We analyze daily data spanning 01/26/2021 to 10/07/2022, with a total observable value of 444 after scouring unqualified data due to missing variables during the COVID-19 pandemic, covering six major waves (Jareno et al., 2023). The period from January 26, 2021, to July 10, 2022, was selected for analyzing the impact of COVID-19 on sovereign bond and cryptocurrency markets due to several key events and trends. This time-frame encompasses the post-vaccine economic recovery phase, marked by mass vaccine rollouts and the reopening of economies, which influenced both markets. Sovereign bonds were impacted by inflation concerns, fiscal stimulus, and central bank policies, while cryptocurrencies saw increased institutional adoption and significant volatility, with rising interest in cryptocurrency as a potential hedge against inflation. Additionally, the emergence of new COVID-19 variants, geopolitical tensions (e.g., the Russia–Ukraine conflict), and the exploration of central bank digital currencies (CBDCs) shaped market dynamics.
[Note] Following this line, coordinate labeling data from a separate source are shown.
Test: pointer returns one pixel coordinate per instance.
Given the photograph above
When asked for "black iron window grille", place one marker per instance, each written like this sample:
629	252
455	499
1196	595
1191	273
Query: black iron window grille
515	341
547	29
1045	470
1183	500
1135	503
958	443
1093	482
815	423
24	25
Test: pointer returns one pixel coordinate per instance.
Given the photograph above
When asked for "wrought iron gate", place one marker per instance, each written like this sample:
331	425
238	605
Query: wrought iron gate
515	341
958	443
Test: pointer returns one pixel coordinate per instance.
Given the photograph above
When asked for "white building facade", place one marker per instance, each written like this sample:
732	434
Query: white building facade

This period also provides a stable data set, free from the extreme disruptions of the early pandemic or later post-pandemic shifts, allowing for clearer insights into the long-term effects of the pandemic and the evolving global financial landscape.
Data availability is also a key component of the scope understudied, therefore, a data availability analysis was conducted, and with positive outcomes, the time-frame selection of these cryptocurrencies was chosen accordingly. Datasets were chosen from the FTSE sovereign bond indices Kraken, a centralized database for cryptocurrency trade, and this was in line with what was posited by Alexander & Dakos (2020). Note also that bonds were taken from the DataStream database. This study aimed for high-frequency data; therefore, crypto spot prices and the bond bid–ask spread were used because of their excessive exchanges and extended trading globally Baur & Dimpfl (2019). Furthermore, daily trading features allow for the use of daily data. The use of daily data is important because we are able to assess the stated objectives at the macro price level. High-frequency trading market macrostructures feed into the price-generating process (O’hara, 2015; Stoikov, 2018; Zook & Grote, 2017).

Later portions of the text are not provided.